HILO, Hawaii — About 11,000 feet up Mauna Kea, a dormant volcano on the Big Island of Hawaii, a plaintive-looking young couple stood by the side of the road, their thumbs thrust out.
Tied around the woman's waist was a yellow sweater as bright as the plumage on a canary that contrasted with the black lava landscape. She and her companion were impossible to miss.
Yet I didn't stop. On Hawaii, hitchhiking might be common, but getting the car started again would have been a feat, not unlike the couple's efforts to reach the 13,796-feet summit on foot.
Only a handful of visitors are rewarded by making it to the top, home to a cluster of international observatories, partly because the University of Hawaii, which manages the mountain, does a good job of discouraging tourists.
"We try not to encourage too much visitation up there," said Stewart Hunter, a manager at the remote research site, citing the sacred nature of the peak to native Hawaiians, its fragile environment and the rare Wekiu bug that calls it home.
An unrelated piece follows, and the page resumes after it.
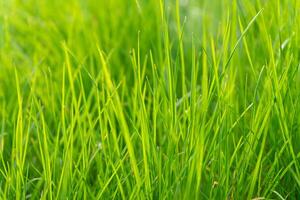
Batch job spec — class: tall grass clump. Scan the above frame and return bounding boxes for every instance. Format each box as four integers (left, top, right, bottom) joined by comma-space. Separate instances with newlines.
0, 0, 300, 199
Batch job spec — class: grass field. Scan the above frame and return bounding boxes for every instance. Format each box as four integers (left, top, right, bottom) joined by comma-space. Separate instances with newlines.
0, 0, 300, 199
But probably his biggest worry is having to mollycoddle day-trippers who face rapidly changing weather — snow, ice and 20-degree temperatures are common winter companions — and the challenging drive that can damage a rental car.
The visitor center, at 9,000 feet and accessible by paved road, has guides. Prominent signage urges guests who want to venture higher — the summit is the highest point in the state — to use a four-wheel-drive vehicle or turn around.
It is sage but sometimes ignored advice.
Much of the eight-mile stretch of narrow roadway from the visitor center to the astronomers' lofty perches is unpaved. The mix of sand and gravel plus the steep incline challenge even experienced drivers as they inch upward in first and second gears.
On a clear day, the views from the top are awe-inspiring. Below the sparse clouds lay the verdant farms and ranches that hug the Saddle Road linking Hilo and Waimea.
SUVs are parked outside of the towering observatories where, inside, scientists are gazing through their telescopes.
For independent travelers interested in learning more, the W.M. Keck Observatory has a visitor gallery, open 9:30-4 p.m. Mondays-Fridays. Exhibits describe its research and operations as well as a viewing area with partial views of the Keck 1 telescope and dome.
On Saturday and Sunday afternoons, those interested in reaching the summit can meet at 1 p.m. at the visitor center — officially the Visitor Information Station of the Onizuka Center for International Astronomy — where they can caravan to the top. It's free, but visitors must have a four-wheel-drive vehicle, must be at least 16 and must not be pregnant.
"These regulations are strictly enforced," the Mauna Kea website says.
Although I'm not a fan of organized tours, a friend told me that for Mauna Kea such an excursion is the correct choice both for the information and for the safety it provides.
"It makes a difference … just being able to relax and not worry about the drive," said Rob Pacheco, founder of Hawaii Forest & Trail.
His company's Summit & Stars tour, using customized four-wheel-drives, begins in late afternoon to reach the top of the volcano for sunset. On the return journey, there's a stop in the near-total darkness, during which guides provide telescopes for stargazing.
On my way down the mountain, in broad daylight, I spotted the couple climbing into the back seat of a convertible on its way to the top. Fortunately, the driver had encountered them on a rare, flat stretch of roadway where he could stop.